According to the College of Physicians and Surgeons of Alberta, physicians must give the college 90 days notice before closing or leaving a practice and must take “reasonable steps” to place patients under care with another provider. The college said in a statement that the standards do not apply to Levitee because the owner is not a physician.
While patients can undergo treatment elsewhere, Dr. Wilkinson said the location of Levitee in Calgary’s inner city Beltline community was ideal for many clients, and the closest alternative, about two kilometres east at the Sheldon M. Chumir Health Centre, can only take on so many new patients.
“This program gives them a chance. The main thing it does is it tells them they’re normal. They’re humans,” Dr. Wilkinson said. “I might be seeing a diabetic in the morning and I’ll treat that person who’s addicted to opiates exactly the same. It’s a medical illness and they need treatment for that medical illness.”
He added that he has been unable to get in touch with Levitee for weeks.
Levitee Labs paid $350,000 last year to purchase the clinics from ACT Medical Centres Inc., according to a company news release.
“With innovation and our patient-centric approach, we expect to make a meaningful impact and improve services to the Alberta communities where these clinics are located,” then-chief executive officer Pouya Farmand says in a release dated July 29, 2021. Mr. Farmand, who was replaced as CEO in February, did not respond to requests for comment.
Three executives listed on the company’s website told The Globe they resigned from their positions earlier this year because of new opportunities or because of changes in operations.
Six other executives and directors of the company did not respond to requests seeking comment. That includes current CEO David Bentil, whose appointment was announced in a June company news release, who did not return multiple calls and e-mails.
AHS spokesperson Kerry Williamson said in a statement that owners of the private for-profit clinic did not notify the agency of the closings or submit proposals related to operations. He said they are working with affected clients to “ensure they get the care and support they need.” AHS declined to comment on requests of support from Dr.
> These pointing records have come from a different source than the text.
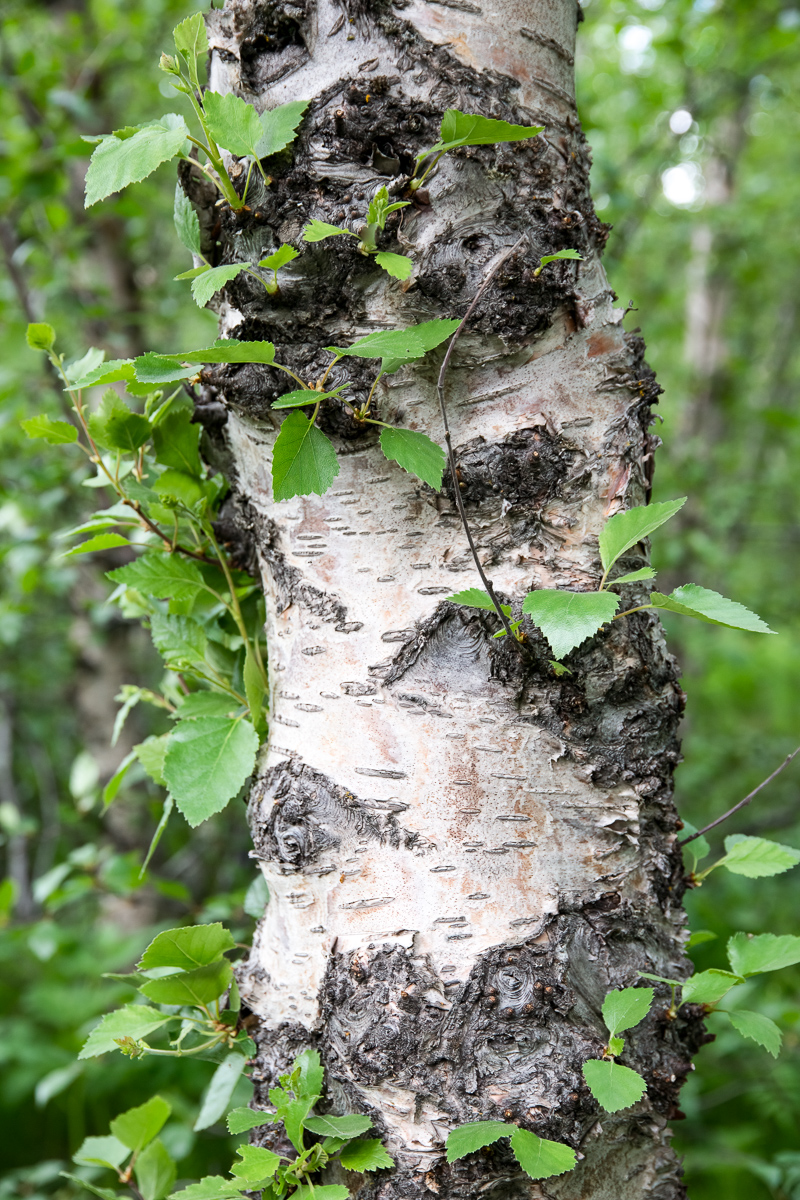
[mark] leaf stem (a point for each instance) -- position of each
(629, 611)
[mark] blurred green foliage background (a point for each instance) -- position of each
(692, 108)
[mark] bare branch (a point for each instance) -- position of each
(741, 803)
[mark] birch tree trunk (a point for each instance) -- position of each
(464, 852)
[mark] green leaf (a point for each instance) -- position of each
(280, 258)
(190, 36)
(139, 1126)
(54, 432)
(757, 857)
(470, 130)
(708, 987)
(540, 1158)
(254, 689)
(115, 163)
(176, 442)
(293, 1111)
(475, 598)
(131, 1021)
(304, 461)
(415, 453)
(187, 223)
(569, 618)
(758, 1029)
(166, 813)
(559, 255)
(644, 573)
(115, 781)
(179, 486)
(188, 947)
(162, 575)
(100, 541)
(304, 396)
(241, 1120)
(612, 1085)
(257, 1163)
(79, 367)
(401, 343)
(150, 754)
(212, 1187)
(322, 1192)
(106, 1151)
(161, 369)
(365, 1155)
(280, 127)
(625, 1008)
(114, 371)
(210, 282)
(340, 1127)
(311, 1074)
(220, 1091)
(179, 640)
(763, 952)
(196, 988)
(232, 123)
(230, 349)
(208, 761)
(40, 336)
(692, 600)
(699, 936)
(627, 528)
(318, 231)
(102, 1193)
(474, 1135)
(155, 1171)
(400, 267)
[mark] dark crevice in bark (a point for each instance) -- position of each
(310, 814)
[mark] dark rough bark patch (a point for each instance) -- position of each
(493, 1045)
(310, 814)
(290, 586)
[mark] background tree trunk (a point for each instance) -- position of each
(464, 852)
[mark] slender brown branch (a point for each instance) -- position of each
(741, 803)
(451, 455)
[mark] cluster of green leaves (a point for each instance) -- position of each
(539, 1158)
(459, 130)
(569, 618)
(749, 954)
(185, 973)
(131, 1147)
(130, 155)
(208, 280)
(132, 1150)
(205, 618)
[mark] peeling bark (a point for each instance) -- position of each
(463, 851)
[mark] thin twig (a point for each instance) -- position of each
(741, 803)
(451, 455)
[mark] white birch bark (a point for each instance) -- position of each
(463, 851)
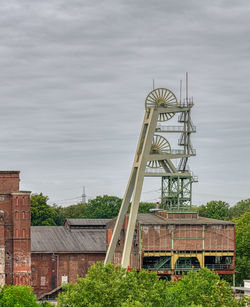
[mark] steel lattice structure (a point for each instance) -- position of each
(154, 158)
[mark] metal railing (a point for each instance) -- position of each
(160, 128)
(218, 266)
(192, 152)
(169, 128)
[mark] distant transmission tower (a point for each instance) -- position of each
(153, 158)
(84, 197)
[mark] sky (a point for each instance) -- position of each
(74, 76)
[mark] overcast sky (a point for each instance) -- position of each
(74, 77)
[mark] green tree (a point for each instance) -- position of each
(215, 209)
(202, 288)
(242, 240)
(240, 208)
(17, 296)
(145, 207)
(103, 207)
(41, 213)
(74, 211)
(114, 286)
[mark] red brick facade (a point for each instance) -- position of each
(50, 270)
(14, 230)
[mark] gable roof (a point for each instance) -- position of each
(59, 239)
(87, 222)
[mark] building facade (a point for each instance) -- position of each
(47, 256)
(15, 257)
(173, 243)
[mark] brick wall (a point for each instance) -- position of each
(49, 270)
(15, 229)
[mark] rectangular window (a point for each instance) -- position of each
(64, 279)
(43, 281)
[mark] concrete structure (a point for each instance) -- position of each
(154, 157)
(171, 243)
(47, 256)
(15, 259)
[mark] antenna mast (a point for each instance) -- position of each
(84, 197)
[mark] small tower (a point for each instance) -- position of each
(15, 264)
(154, 157)
(176, 181)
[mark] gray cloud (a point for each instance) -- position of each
(74, 76)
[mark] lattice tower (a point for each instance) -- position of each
(155, 158)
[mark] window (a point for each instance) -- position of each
(43, 281)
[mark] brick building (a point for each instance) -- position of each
(173, 243)
(47, 256)
(15, 258)
(61, 253)
(43, 256)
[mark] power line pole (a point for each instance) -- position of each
(84, 197)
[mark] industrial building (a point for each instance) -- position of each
(173, 244)
(46, 256)
(171, 240)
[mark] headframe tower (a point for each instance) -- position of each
(154, 157)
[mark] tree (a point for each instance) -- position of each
(202, 288)
(74, 211)
(114, 286)
(103, 207)
(145, 207)
(215, 209)
(41, 213)
(240, 208)
(242, 239)
(17, 296)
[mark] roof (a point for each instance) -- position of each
(52, 239)
(86, 222)
(149, 219)
(241, 288)
(153, 219)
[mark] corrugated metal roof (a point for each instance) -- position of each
(51, 239)
(91, 222)
(149, 218)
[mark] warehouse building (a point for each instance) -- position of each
(47, 256)
(174, 243)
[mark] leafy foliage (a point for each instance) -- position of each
(145, 207)
(113, 286)
(242, 239)
(74, 211)
(17, 296)
(103, 207)
(41, 212)
(215, 209)
(240, 208)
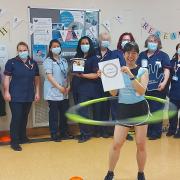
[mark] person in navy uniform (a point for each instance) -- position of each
(104, 54)
(84, 84)
(124, 38)
(21, 88)
(2, 102)
(158, 64)
(174, 94)
(56, 89)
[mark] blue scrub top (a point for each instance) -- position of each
(22, 84)
(59, 71)
(174, 92)
(84, 85)
(155, 64)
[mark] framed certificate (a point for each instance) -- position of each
(78, 65)
(111, 75)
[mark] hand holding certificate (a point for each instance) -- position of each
(78, 65)
(111, 75)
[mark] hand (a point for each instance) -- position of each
(7, 96)
(68, 89)
(62, 89)
(126, 70)
(99, 73)
(161, 86)
(37, 97)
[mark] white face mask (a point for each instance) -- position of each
(124, 43)
(178, 51)
(56, 50)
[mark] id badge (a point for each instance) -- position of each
(144, 63)
(175, 78)
(159, 64)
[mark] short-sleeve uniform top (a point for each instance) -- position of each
(59, 71)
(155, 64)
(22, 84)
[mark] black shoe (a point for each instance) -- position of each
(140, 176)
(83, 138)
(154, 137)
(55, 138)
(109, 176)
(66, 136)
(16, 147)
(177, 135)
(24, 140)
(129, 137)
(105, 135)
(169, 133)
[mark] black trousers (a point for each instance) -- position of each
(57, 118)
(20, 112)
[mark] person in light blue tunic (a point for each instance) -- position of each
(56, 89)
(132, 103)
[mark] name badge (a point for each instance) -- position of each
(159, 64)
(175, 78)
(144, 63)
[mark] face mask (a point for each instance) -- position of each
(124, 43)
(23, 54)
(178, 51)
(56, 50)
(105, 44)
(152, 46)
(85, 48)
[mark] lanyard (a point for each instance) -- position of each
(176, 67)
(62, 68)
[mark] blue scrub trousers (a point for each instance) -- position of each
(57, 118)
(20, 112)
(174, 122)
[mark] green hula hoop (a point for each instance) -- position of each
(155, 117)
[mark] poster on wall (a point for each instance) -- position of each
(92, 25)
(42, 28)
(70, 28)
(39, 53)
Wilkinson, who is not the owner.
Mohammed Mosli, a former medical officer with Alberta Health Services, was named Levitee’s chief people officer last October and worked in their Red Deer clinic. Dr. Mosli said he resigned from the company in February over issues with the management of the business. He then took ownership over the Red Deer location in April, rebranding it as the Care Gateway Medical Clinic.
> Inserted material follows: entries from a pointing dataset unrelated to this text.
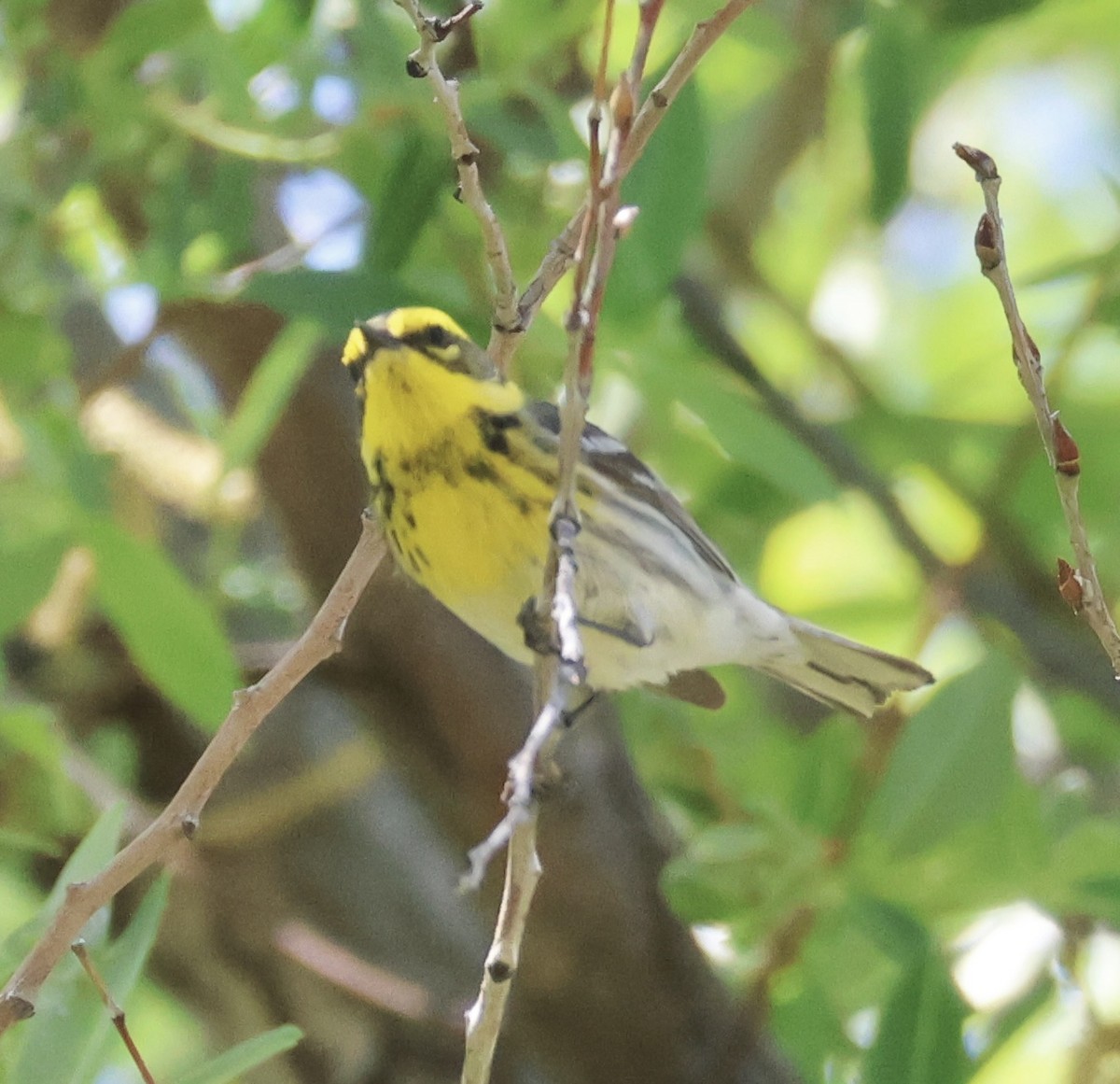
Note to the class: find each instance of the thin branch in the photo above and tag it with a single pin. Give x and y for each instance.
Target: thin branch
(423, 63)
(561, 674)
(561, 252)
(1080, 585)
(116, 1012)
(179, 819)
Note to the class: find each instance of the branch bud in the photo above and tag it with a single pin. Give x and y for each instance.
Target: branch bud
(983, 163)
(1067, 454)
(1069, 585)
(624, 218)
(986, 243)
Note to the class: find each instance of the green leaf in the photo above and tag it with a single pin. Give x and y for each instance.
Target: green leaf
(92, 854)
(895, 55)
(268, 392)
(667, 186)
(245, 1056)
(421, 174)
(757, 443)
(67, 1038)
(919, 1036)
(27, 570)
(171, 632)
(953, 762)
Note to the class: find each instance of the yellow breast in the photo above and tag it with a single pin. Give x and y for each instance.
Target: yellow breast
(465, 522)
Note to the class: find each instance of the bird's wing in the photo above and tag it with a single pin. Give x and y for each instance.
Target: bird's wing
(611, 461)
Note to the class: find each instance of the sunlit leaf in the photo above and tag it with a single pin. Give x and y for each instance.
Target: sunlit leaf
(952, 764)
(245, 1056)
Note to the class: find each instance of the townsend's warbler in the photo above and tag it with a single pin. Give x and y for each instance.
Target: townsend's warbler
(464, 470)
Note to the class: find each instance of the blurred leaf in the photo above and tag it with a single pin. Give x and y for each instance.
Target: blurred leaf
(267, 394)
(245, 1056)
(334, 299)
(33, 353)
(90, 857)
(29, 729)
(650, 254)
(896, 52)
(951, 765)
(169, 630)
(919, 1038)
(420, 175)
(66, 1039)
(27, 571)
(962, 13)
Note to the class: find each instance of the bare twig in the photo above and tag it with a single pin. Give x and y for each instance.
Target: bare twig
(594, 241)
(507, 327)
(179, 819)
(116, 1012)
(563, 251)
(1081, 584)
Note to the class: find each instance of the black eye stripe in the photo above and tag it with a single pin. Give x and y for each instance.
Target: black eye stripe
(434, 335)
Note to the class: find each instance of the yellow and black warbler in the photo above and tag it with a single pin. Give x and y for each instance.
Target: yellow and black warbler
(464, 471)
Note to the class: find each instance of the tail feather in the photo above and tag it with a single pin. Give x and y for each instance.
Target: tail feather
(843, 673)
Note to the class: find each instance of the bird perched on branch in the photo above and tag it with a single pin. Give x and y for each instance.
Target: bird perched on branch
(464, 470)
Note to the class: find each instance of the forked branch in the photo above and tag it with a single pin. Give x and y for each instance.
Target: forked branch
(1079, 584)
(179, 819)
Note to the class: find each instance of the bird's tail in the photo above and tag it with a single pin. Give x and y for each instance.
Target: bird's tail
(843, 673)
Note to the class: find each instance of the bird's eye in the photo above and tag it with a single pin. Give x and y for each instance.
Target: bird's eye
(438, 336)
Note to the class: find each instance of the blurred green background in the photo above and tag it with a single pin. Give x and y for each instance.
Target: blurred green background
(199, 200)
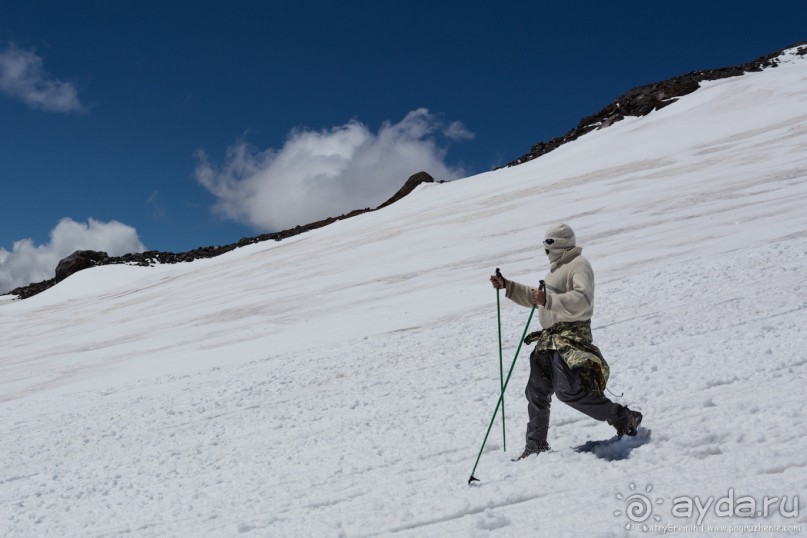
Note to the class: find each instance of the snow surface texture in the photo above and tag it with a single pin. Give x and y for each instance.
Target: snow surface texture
(339, 383)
In Calgary, signs were taped on the outside of the Levitee clinic in June, saying the pharmacy was “closed effective immediately” and that patients could have their prescriptions transferred.
Monty Ghosh, an addictions physician who serves patients accessing opioid dependency treatment in public clinics, said a woman in Grande Prairie learned of her local Levitee clinic, and its pharmacy, closing after seeing similar signs. She was connected to Dr. Ghosh the day her suboxone prescription needed a refill.
For others, the timing might not be right: Dr. Ghosh said patients who go longer periods of time without treatment could return to street drug use where the risk of overdose is extraordinarily high. Members of this vulnerable community might also be unaware of where to access similar programs or uncomfortable going elsewhere having developed trusted relationships at their current clinic.
Dr. Ghosh said the problem with private clinics is that profit can sometimes come before people. He said a current lack of prescribers has increased reliance on private companies, and that the public sector must be expanded to prevent a similar situation from occurring again.
“There is profiteering off of the drug poisoning crisis,” he said. “It’s not done through a lens of compassion.”